Experimenting with fully on-device meeting processing using Qwen 3
Experimenting#32 · by Marshall (developer) · Mar 28, 2026
Experimenting with fully on-device meeting processing using Qwen 3.5 9B, an open-source language model that runs locally on your Mac via Apple's MLX framework.

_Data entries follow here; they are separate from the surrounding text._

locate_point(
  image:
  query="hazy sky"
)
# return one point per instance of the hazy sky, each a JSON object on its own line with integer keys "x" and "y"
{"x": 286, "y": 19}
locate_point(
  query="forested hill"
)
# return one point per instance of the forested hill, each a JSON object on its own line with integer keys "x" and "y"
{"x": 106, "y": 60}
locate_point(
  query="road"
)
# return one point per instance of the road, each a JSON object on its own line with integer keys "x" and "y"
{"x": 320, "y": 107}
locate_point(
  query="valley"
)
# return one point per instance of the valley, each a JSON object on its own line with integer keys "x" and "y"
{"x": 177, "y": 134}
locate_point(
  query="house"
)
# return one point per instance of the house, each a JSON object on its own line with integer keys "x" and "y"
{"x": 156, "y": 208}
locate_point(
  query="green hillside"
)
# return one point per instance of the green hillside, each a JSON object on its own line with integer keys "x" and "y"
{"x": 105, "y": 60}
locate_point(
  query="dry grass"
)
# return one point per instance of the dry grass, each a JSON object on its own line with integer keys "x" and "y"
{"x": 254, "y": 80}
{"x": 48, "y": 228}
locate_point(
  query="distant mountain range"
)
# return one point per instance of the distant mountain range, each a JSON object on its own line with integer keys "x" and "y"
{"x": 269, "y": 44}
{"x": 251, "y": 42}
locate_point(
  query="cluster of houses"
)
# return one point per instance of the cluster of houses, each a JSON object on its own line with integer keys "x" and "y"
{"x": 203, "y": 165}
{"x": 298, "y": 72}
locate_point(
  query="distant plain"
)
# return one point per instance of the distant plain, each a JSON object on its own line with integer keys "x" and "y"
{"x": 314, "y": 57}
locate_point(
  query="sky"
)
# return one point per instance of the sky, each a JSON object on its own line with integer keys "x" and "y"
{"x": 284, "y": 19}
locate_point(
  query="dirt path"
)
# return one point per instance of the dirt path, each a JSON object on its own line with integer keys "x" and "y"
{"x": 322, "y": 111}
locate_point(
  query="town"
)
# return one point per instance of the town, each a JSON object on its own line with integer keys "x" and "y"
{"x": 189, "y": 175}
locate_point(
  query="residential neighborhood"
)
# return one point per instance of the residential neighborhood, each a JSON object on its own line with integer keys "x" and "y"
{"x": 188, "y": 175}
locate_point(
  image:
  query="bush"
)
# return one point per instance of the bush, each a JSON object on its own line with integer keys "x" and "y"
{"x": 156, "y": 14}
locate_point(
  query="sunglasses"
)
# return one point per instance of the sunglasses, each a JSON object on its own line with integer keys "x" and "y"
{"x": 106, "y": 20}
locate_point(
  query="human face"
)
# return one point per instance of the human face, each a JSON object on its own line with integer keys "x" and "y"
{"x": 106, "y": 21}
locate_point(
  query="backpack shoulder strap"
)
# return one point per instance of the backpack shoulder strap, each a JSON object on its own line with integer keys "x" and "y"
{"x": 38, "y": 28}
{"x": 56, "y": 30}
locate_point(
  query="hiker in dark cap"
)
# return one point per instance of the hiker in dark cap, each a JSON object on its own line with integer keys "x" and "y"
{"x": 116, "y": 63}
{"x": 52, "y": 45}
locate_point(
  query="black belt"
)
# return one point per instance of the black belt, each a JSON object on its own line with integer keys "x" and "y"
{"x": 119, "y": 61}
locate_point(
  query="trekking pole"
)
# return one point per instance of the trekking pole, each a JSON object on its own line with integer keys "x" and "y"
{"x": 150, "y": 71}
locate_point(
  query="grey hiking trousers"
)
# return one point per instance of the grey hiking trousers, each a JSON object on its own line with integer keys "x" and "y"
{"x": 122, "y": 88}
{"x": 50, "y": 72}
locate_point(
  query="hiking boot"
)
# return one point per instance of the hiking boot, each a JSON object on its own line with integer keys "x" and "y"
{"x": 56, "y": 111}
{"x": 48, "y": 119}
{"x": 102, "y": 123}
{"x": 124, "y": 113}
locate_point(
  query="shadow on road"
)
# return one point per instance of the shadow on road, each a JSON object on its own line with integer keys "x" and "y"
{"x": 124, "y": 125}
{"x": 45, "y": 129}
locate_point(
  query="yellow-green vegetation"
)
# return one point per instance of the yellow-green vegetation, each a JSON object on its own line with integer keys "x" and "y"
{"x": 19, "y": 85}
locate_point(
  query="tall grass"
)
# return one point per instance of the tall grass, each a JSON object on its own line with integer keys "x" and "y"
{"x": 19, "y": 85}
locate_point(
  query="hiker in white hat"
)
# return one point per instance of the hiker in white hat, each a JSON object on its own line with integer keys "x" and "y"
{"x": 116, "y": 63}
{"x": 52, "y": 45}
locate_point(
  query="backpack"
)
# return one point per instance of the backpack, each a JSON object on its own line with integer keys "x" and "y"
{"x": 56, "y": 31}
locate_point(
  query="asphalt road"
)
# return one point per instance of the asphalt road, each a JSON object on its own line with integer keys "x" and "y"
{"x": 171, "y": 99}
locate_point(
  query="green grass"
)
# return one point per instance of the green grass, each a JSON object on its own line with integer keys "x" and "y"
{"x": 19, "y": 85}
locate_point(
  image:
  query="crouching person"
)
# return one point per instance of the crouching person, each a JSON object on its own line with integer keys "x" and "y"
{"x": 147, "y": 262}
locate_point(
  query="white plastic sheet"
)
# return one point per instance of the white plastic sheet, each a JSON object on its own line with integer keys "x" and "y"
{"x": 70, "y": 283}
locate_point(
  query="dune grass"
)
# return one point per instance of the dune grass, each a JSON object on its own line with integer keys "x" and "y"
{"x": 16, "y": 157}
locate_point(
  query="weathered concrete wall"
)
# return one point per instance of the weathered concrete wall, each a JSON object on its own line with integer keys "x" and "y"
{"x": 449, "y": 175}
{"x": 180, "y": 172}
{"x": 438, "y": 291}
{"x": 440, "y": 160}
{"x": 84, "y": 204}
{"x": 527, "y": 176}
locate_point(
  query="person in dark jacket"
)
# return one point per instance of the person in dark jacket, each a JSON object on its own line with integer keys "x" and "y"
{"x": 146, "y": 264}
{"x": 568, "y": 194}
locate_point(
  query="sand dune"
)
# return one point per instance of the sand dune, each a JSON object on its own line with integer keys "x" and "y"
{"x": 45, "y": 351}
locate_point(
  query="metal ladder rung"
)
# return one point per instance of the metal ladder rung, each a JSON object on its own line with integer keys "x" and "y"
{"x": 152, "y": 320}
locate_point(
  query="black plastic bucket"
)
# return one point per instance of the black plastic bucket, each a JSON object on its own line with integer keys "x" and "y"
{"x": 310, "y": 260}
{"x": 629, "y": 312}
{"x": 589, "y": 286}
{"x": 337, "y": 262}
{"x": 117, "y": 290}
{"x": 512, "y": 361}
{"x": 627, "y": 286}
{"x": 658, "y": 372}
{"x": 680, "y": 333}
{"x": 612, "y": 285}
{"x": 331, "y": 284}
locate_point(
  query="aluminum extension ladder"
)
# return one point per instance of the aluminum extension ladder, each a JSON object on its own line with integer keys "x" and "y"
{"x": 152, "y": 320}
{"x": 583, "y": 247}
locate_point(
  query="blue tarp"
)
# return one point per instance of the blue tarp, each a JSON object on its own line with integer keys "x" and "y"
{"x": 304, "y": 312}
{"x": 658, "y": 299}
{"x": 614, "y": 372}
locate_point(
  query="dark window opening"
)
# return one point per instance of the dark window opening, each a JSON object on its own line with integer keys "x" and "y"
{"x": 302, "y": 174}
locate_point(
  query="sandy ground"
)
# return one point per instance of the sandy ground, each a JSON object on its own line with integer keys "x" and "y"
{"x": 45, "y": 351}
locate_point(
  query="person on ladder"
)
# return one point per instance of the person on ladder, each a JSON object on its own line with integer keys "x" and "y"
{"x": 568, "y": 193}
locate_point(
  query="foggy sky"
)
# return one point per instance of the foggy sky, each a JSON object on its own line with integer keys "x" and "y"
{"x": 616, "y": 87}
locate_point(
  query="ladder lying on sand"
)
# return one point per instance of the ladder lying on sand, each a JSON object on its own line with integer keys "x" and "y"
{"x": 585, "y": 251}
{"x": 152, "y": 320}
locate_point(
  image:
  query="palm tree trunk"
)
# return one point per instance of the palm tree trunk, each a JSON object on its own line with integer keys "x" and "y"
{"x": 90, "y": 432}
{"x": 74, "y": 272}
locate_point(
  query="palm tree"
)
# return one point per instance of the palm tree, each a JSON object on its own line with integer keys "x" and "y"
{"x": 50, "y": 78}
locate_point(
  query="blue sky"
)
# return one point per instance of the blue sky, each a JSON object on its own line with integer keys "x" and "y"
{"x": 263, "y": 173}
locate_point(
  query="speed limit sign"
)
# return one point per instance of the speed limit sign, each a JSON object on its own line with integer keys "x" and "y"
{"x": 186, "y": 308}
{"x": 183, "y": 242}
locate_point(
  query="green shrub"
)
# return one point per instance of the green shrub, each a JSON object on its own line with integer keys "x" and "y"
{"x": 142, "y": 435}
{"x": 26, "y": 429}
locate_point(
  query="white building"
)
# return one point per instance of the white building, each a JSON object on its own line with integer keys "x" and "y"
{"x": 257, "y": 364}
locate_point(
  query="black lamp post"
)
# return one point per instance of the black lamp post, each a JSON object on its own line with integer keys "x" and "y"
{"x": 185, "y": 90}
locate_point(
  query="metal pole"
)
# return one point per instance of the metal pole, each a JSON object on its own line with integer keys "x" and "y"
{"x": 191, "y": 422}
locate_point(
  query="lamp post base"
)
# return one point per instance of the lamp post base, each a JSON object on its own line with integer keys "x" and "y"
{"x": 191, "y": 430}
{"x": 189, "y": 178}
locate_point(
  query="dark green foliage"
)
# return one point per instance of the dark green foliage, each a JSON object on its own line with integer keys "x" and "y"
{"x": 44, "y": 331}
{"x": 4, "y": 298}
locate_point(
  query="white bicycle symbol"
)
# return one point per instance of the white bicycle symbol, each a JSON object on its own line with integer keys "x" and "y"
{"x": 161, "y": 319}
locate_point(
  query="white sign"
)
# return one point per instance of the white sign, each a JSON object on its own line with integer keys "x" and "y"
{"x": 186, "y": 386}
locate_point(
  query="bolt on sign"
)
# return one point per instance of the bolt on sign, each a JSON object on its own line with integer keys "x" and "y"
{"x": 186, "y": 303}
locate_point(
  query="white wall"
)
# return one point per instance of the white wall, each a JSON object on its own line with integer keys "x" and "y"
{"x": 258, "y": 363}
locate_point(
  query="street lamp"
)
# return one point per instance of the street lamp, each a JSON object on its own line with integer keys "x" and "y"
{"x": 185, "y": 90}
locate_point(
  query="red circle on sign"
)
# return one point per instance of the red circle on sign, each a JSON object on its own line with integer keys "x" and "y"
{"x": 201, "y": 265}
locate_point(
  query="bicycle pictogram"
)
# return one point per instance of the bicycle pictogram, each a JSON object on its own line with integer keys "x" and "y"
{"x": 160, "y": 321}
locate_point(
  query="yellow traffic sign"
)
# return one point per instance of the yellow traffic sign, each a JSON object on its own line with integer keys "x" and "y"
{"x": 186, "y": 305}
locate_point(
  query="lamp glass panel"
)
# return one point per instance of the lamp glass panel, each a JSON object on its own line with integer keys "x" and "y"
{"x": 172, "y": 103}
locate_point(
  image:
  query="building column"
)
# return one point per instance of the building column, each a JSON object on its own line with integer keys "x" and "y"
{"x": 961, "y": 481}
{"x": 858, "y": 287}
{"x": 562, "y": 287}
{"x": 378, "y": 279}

Meeting assistant briefings, action items, and potentially full meeting summarization could run entirely on your device with no internet connection required.
Early quality results: In benchmark testing across 10 meeting scenarios (goal tracking, interpersonal dynamics, reference context usage, multi-speaker chaos), the on-device model with a tuned prompt scored 90% on our grading rubric — matching Gemini 3 Flash cloud performance.
System requirements we're targeting:
- Apple Silicon Mac with 16+ GB RAM (model uses ~5.6 GB)
- Best experience: M1 Max, M2 Max, M3 Max, M4 Pro, or newer (~1-3 second briefings)
- Usable on any Pro chip (~3-5 seconds)
- Base chips work but slower (~5-10 seconds)
- ~5.6 GB one-time download, stored locally
What's next: Exploring structured output (JSON) support for action items and meeting summaries, which would enable fully offline meeting processing end-to-end.
Comments (1)
Posted a video walkthrough testing Qwen 3.5 9B with the meeting assistant: https://www.youtube.com/watch?v=zVlj9gzmAaA
Covers latency on M1 Max (~10-12s), memory usage (~7GB), projected M5 performance, and why we're not shipping it yet. Grammar correction works well on-device, but meeting intelligence still needs cloud models.